Gérer les périodes d'essai, suivre rigoureusement les délais de prévenance et réaliser les déclarations de vos salariés requièrent un temps précieux ainsi qu'une veille juridique permanente. Pour vous aider à trouver votre équilibre, Payfit vous accompagne au quotidien sur la paie, l'administratif et les RH. Nous prenons en charge l'application des règles légales et conventionnelles qui encadrent l'intégration ou le départ de vos collaborateurs. Ainsi, Payfit s'occupe de préparer vos bulletins de salaire et votre DSN (déclaration sociale nominative), puis vous vérifiez et validez.

Foire Aux Questions (FAQ)

La période d’essai n’est pas obligatoire. Elle doit être expressément prévue dans le contrat de travail ou dans la lettre d’engagement signée par le salarié avant sa prise de poste. À défaut, aucune période d’essai ne peut être imposée.

Oui. Lorsque le salarié est absent pour maladie pendant sa période d’essai, celle-ci est prolongée d’une durée équivalente à celle de son absence. La prolongation de la période d’essai est calculée en jours calendaires, sauf dispositions conventionnelles plus favorables ou règles particulières applicables à la situation.

La rupture de la période d’essai n’ouvre pas droit à une indemnité de licenciement ni à une indemnité de fin de contrat. Le salarié perçoit les sommes qui lui sont dues au titre de son travail, notamment son salaire jusqu’à la fin du contrat et, le cas échéant, une indemnité compensatrice correspondant aux congés payés acquis et non pris.

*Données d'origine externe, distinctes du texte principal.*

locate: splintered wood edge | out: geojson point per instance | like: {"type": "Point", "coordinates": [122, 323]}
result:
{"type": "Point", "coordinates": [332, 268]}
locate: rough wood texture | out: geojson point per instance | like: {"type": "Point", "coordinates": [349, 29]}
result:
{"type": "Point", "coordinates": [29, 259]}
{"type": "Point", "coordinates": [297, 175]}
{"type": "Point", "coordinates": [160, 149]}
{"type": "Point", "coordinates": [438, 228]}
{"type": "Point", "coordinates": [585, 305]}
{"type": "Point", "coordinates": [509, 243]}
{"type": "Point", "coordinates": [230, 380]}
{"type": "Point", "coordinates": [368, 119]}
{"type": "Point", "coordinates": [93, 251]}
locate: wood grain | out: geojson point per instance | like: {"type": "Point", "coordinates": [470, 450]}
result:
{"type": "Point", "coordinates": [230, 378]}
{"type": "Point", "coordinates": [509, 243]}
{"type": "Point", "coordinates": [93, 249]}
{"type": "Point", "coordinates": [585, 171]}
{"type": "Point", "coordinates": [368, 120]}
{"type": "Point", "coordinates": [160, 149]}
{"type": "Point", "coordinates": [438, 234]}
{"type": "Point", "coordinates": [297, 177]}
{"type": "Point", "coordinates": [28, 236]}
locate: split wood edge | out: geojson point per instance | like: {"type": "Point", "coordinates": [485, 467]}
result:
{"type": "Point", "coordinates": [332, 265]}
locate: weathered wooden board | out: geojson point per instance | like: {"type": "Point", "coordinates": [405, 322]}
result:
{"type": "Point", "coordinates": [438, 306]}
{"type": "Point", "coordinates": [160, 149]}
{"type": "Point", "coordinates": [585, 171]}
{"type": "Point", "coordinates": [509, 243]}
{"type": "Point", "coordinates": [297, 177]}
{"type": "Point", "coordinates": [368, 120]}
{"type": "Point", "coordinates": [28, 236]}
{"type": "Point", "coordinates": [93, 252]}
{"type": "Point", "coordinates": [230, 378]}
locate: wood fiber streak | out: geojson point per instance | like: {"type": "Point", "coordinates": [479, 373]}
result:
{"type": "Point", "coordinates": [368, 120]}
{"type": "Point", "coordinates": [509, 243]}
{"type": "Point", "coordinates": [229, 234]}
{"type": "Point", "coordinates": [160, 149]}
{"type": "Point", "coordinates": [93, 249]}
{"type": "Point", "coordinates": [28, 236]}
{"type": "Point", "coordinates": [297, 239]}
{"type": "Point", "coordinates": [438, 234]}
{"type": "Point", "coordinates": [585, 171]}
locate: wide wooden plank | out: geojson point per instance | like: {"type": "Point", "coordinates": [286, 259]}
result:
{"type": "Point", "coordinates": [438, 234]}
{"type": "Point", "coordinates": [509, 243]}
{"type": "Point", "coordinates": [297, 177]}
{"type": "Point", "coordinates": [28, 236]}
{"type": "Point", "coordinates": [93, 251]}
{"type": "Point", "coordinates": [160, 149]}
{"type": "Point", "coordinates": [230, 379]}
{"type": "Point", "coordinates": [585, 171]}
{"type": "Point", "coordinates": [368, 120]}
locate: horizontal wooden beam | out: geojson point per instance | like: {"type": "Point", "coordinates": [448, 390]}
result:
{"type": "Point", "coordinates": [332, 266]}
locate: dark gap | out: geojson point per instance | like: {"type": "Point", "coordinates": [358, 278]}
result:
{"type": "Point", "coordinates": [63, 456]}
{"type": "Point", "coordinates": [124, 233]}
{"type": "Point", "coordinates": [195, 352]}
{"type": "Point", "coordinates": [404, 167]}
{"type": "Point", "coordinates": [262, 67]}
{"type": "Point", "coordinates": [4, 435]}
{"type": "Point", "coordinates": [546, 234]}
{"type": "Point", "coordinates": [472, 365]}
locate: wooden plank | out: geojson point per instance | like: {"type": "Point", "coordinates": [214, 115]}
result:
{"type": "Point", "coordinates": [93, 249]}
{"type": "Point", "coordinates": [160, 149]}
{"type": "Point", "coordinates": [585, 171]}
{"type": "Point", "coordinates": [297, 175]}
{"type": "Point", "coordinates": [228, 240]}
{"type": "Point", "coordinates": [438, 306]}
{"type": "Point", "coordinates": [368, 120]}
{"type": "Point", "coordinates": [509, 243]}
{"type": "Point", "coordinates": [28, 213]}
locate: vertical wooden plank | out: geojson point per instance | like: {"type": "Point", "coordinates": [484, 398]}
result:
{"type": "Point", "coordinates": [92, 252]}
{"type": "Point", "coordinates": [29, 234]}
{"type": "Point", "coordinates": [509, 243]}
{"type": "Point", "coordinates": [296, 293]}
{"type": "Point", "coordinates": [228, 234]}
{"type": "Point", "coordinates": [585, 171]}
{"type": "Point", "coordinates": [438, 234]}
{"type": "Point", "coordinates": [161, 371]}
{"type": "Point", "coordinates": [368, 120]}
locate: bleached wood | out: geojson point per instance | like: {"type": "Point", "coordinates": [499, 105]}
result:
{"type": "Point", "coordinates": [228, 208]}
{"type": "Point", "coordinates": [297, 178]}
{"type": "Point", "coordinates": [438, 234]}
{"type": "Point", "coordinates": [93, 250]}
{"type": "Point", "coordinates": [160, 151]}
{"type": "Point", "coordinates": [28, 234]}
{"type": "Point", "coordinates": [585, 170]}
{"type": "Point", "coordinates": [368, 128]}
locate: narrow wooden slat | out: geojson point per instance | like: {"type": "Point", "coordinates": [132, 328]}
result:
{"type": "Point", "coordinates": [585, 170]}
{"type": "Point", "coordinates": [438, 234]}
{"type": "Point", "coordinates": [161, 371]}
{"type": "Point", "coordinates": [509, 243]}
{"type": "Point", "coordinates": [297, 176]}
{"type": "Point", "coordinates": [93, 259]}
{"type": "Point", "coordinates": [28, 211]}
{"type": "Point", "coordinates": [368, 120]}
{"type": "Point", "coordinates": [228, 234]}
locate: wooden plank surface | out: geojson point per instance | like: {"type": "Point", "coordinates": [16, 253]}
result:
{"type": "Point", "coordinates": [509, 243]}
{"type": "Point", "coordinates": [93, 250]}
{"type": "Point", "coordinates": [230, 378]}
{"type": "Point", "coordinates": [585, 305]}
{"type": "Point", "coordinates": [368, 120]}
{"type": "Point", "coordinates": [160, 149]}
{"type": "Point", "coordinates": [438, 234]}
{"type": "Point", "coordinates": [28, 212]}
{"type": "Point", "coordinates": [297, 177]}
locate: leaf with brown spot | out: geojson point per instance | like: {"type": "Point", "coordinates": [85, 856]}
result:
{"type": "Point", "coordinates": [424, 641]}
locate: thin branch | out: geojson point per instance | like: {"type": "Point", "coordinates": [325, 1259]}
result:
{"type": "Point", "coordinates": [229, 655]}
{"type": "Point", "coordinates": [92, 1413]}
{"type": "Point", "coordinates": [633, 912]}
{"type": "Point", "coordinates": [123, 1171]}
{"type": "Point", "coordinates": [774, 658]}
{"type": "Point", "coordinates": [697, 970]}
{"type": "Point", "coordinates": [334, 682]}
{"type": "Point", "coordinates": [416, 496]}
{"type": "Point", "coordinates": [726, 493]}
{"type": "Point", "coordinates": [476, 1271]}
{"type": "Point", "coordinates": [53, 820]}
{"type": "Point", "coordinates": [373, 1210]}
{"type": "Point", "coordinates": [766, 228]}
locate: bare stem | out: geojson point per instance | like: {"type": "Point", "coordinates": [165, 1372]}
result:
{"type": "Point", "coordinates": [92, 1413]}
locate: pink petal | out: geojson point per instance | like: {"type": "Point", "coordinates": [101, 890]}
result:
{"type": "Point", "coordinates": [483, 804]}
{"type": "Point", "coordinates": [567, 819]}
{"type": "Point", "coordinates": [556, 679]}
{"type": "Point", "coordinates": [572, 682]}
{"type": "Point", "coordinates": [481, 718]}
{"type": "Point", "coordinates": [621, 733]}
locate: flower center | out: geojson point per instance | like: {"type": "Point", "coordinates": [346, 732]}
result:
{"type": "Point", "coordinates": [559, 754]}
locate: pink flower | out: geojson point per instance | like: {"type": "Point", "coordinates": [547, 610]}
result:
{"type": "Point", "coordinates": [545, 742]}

Pour un salarié non-cadre en CDI, la période d’essai initiale ne peut généralement pas dépasser 2 mois. Elle peut être renouvelée une fois si un accord de branche étendu le prévoit, si le contrat de travail le mentionne et si le salarié donne son accord exprès. La durée totale de la période d’essai, renouvellement compris, ne peut alors pas dépasser 4 mois, sous réserve des dispositions conventionnelles applicables.

En principe, l’employeur comme le salarié peuvent mettre fin à la période d’essai avant son terme. Toutefois, la rupture doit respecter le délai de prévenance applicable. Elle ne doit pas non plus être fondée sur un motif discriminatoire ou étranger à l’évaluation des compétences du salarié. Une rupture abusive de la période d’essai peut engager la responsabilité de son auteur.

L’indemnité compensatrice de préavis correspond à la rémunération que le salarié aurait perçue s’il avait travaillé pendant toute la durée du préavis. Son montant tient notamment compte du salaire habituel ainsi que, le cas échéant, des primes et avantages qui auraient été perçus durant cette période.